GO WITH THE FLOW
Do szerokiej, kinowej dystrybucji trafiło właśnie "Flow" - animowana, skromna produkcja, która swoją premierę miała w jednej z pobocznych sekcji na zeszłorocznym festiwalu w Cannes. Wówczas nie zyskała większego rozgłosu i uznania, ale kilka miesięcy później okazało się, że to nie tylko jedno z najważniejszych, eksportowych dzieł w historii łotewskiej kinematografii, ale główny faworyt do najgłośniejszych nagród sezonu, z Oscarem na czele (a nominacje ma aż dwie!). Złoty Glob, który "Flow" zdobyło niedawno, już można oglądać w Muzeum Narodowym w Rydze. Jakkolwiek ta niesamowita podróż animacji Gintsa Zilbalodisa się zakończy, zarówno sam film, jak i towarzyszące mu okoliczności, to jedna z najbardziej rozczulających historii, jaka wydarzyła się we współczesnym kinie.
Gints Zilbalodis to chyba miły i na pewno zaangażowany w swoją pracę gość. I całkiem zdolny, bo w przypadku swoich filmów odpowiada za wiele ich aspektów takich jak reżyseria, scenariusz, montaż, a nawet stworzenie muzyki/udźwiękowienie. Przejrzyjcie sobie jego profile w mediach społecznościowych, gdzie z autentyczną pasją opowiada o kulisach powstania "Flow", zdradza różne produkcyjne tajemnice, opowiada o rzeczach, o które nikt nie pyta, a które okazują się naprawdę ciekawe. Ja wiem, że to mała i raczej nic nie znacząca rzecz w kontekście wielkich akcji promocyjnych, które urządza się filmom aspirującym szczególnie do amerykańskich nagród, ale to fajna sprawa. Buduje się w ten sposób nie tylko zainteresowanie tytułem, ale też małą legendę wokół niego.
"Flow" wpisuje się też w ten kapitalny trend, który stał się bardziej doniosły za sprawą "Psa i robota" sprzed roku.
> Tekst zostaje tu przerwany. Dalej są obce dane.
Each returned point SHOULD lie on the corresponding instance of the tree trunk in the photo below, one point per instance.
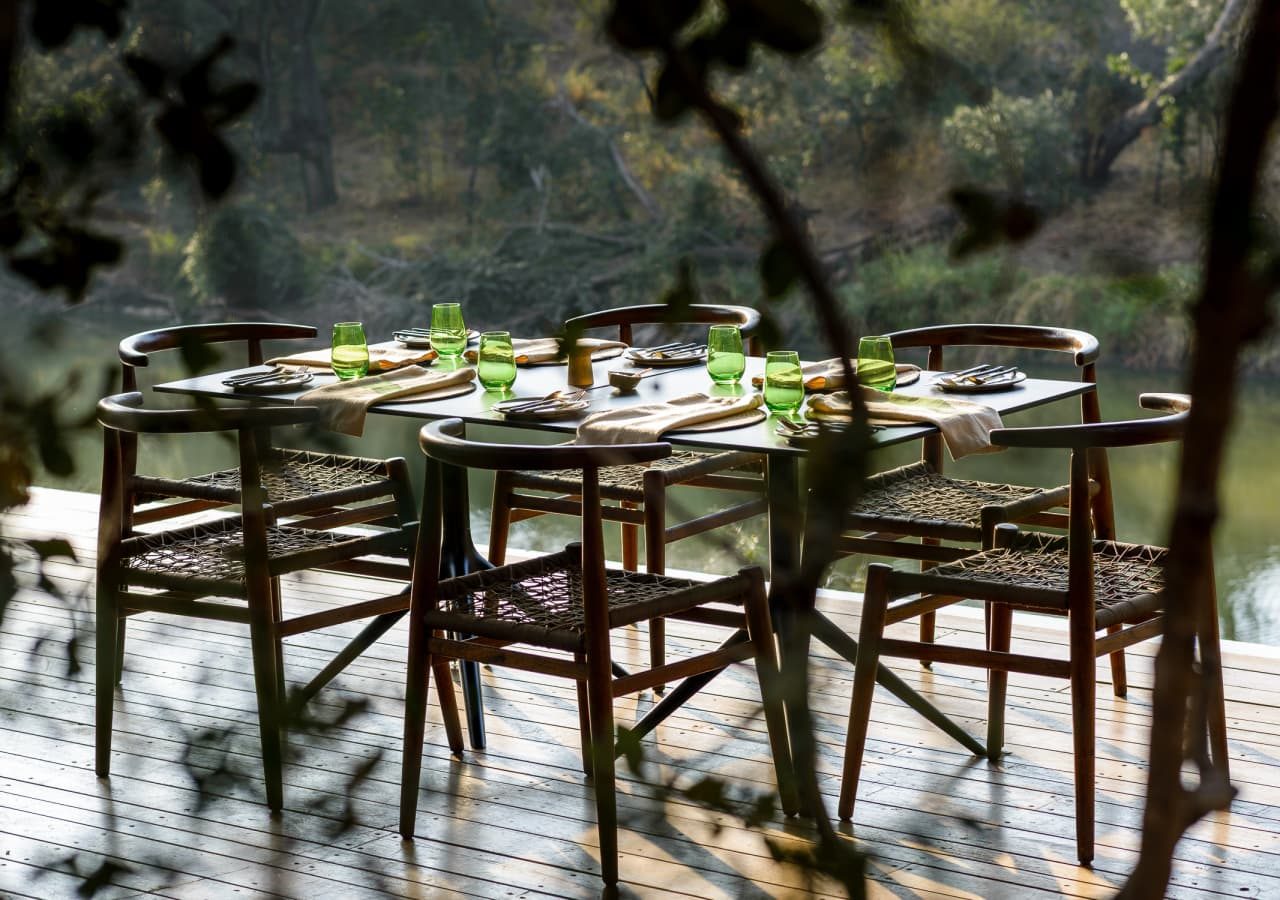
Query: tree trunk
(1232, 310)
(1124, 131)
(295, 115)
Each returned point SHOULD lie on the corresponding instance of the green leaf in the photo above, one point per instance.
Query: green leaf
(778, 269)
(670, 100)
(787, 26)
(49, 548)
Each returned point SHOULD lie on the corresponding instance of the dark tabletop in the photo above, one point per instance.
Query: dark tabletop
(668, 383)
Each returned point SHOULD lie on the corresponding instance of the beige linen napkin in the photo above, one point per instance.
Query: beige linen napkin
(830, 374)
(530, 351)
(965, 426)
(643, 424)
(382, 357)
(344, 405)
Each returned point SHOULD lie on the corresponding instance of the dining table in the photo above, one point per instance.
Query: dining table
(785, 498)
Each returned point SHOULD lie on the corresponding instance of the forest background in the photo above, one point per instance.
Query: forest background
(499, 152)
(502, 152)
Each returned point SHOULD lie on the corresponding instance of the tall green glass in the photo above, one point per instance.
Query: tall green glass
(350, 351)
(784, 382)
(496, 361)
(876, 366)
(725, 357)
(448, 333)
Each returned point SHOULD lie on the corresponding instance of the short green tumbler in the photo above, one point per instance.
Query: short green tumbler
(350, 351)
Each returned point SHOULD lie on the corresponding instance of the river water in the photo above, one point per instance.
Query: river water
(1247, 542)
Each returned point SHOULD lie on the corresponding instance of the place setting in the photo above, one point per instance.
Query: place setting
(981, 379)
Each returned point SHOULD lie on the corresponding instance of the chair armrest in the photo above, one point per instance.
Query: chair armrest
(124, 412)
(443, 441)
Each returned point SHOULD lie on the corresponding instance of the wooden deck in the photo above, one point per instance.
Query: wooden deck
(516, 819)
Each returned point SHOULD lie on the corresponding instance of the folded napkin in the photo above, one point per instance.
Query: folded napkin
(643, 424)
(382, 357)
(965, 426)
(830, 374)
(530, 351)
(343, 405)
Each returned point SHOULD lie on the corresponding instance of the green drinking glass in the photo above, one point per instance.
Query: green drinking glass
(876, 366)
(350, 351)
(496, 361)
(448, 333)
(784, 382)
(725, 357)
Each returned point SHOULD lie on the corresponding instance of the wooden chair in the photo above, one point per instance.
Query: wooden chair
(1100, 585)
(636, 494)
(228, 567)
(562, 607)
(951, 517)
(332, 489)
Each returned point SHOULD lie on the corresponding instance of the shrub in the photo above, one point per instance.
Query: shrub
(245, 256)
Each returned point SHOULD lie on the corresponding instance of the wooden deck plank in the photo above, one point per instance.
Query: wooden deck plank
(517, 819)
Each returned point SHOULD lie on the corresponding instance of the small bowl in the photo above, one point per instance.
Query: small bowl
(626, 382)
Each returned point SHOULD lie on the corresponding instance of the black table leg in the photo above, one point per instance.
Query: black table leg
(458, 556)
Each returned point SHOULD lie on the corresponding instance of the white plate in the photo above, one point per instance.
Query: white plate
(737, 420)
(440, 393)
(640, 357)
(424, 342)
(543, 414)
(278, 385)
(970, 388)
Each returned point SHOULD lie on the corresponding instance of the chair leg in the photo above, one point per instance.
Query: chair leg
(630, 540)
(277, 617)
(119, 649)
(929, 620)
(1083, 725)
(656, 558)
(760, 629)
(266, 676)
(448, 700)
(1001, 617)
(1119, 675)
(499, 521)
(1211, 667)
(584, 720)
(109, 630)
(874, 603)
(599, 691)
(416, 686)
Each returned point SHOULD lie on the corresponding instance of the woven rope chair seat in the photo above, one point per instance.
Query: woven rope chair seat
(915, 493)
(1128, 579)
(213, 552)
(540, 601)
(291, 474)
(626, 483)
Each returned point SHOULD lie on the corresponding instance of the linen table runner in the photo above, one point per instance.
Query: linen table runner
(965, 426)
(644, 424)
(344, 405)
(531, 351)
(830, 374)
(382, 357)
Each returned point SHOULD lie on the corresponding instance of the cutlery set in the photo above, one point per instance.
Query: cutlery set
(983, 374)
(259, 378)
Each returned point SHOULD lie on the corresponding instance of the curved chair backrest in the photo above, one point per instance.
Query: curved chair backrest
(444, 441)
(1082, 346)
(1130, 433)
(136, 348)
(624, 318)
(126, 412)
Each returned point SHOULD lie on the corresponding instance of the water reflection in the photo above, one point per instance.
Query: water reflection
(1247, 539)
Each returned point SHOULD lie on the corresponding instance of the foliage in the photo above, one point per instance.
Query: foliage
(1022, 144)
(246, 257)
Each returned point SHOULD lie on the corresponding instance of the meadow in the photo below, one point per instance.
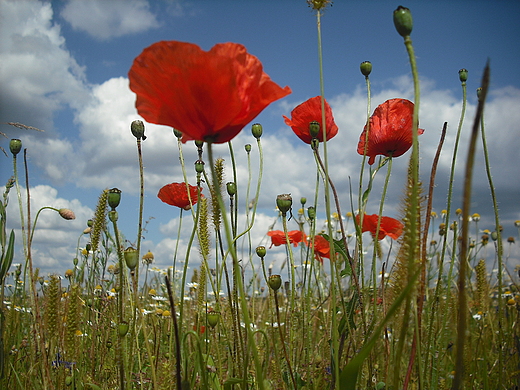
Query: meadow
(411, 305)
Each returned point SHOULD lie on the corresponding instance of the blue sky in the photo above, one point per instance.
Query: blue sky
(65, 64)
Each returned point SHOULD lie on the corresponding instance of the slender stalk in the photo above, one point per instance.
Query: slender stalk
(466, 203)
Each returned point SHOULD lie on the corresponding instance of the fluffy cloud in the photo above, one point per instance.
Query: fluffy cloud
(38, 74)
(108, 19)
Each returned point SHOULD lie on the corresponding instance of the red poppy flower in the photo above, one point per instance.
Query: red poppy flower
(207, 95)
(278, 237)
(175, 194)
(389, 226)
(321, 248)
(390, 130)
(307, 112)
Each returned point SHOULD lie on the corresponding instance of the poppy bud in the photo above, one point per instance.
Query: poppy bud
(15, 146)
(314, 129)
(67, 214)
(199, 166)
(231, 188)
(177, 133)
(479, 91)
(137, 128)
(113, 216)
(260, 251)
(275, 282)
(114, 197)
(257, 130)
(284, 202)
(213, 318)
(403, 21)
(366, 68)
(463, 75)
(123, 329)
(311, 213)
(131, 258)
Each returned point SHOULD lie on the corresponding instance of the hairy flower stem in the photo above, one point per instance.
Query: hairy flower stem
(413, 240)
(120, 304)
(498, 241)
(240, 286)
(282, 338)
(466, 203)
I nie chodzi o to, aby wyeliminować z tego typu filmów dialogi, których obie produkcje nie posiadają. Pokazują natomiast, że animowane kino, pozornie przeznaczone dla (naj)młodszej widowni, wcale nie musi się ograniczać do pewnych kategorii wiekowych, ale łączyć pokolenia. Gdy dla jednych film będzie po prostu sympatyczną przygodą z uroczymi, zwierzęcymi bohaterami, dla innych - melancholijną refleksją nad losem naszego świata, który nieuchronnie zdaje się zmierzać ku klimatycznej katastrofie.
Bo dzieło Zilbalodisa jest tyleż magiczne, ile prowokacyjne. Czarny kotek, pocieszny labrador, zaspana kapibara, zawadiacki lemur i majestatyczny ptak trafiają na wspólną łódź, bo świat wokół nich zalała woda. Tego, co znali i gdzie egzystowali, właściwie już nie ma. Z prądem płyną gdzieś, nie wiedzą gdzie, starają się przeżyć, po drodze mijając dowody na istnienie tamtego świata - opustoszałe budowle, dryfujące na falach przedmioty nie należące już do nikogo. Tę apokalipsę sami na siebie sprowadzamy - zdaje się mówić, zupełnie nie tendencyjnie i nie oskarżycielsko, tej dorosłej widowni "Flow". Tej młodszej przekazuje mądrą lekcję - o wartości współpracy, o różnicach, będących naszą siłą, o determinacji, jaką warto w sobie pielęgnować i nadziei, której nie można tracić.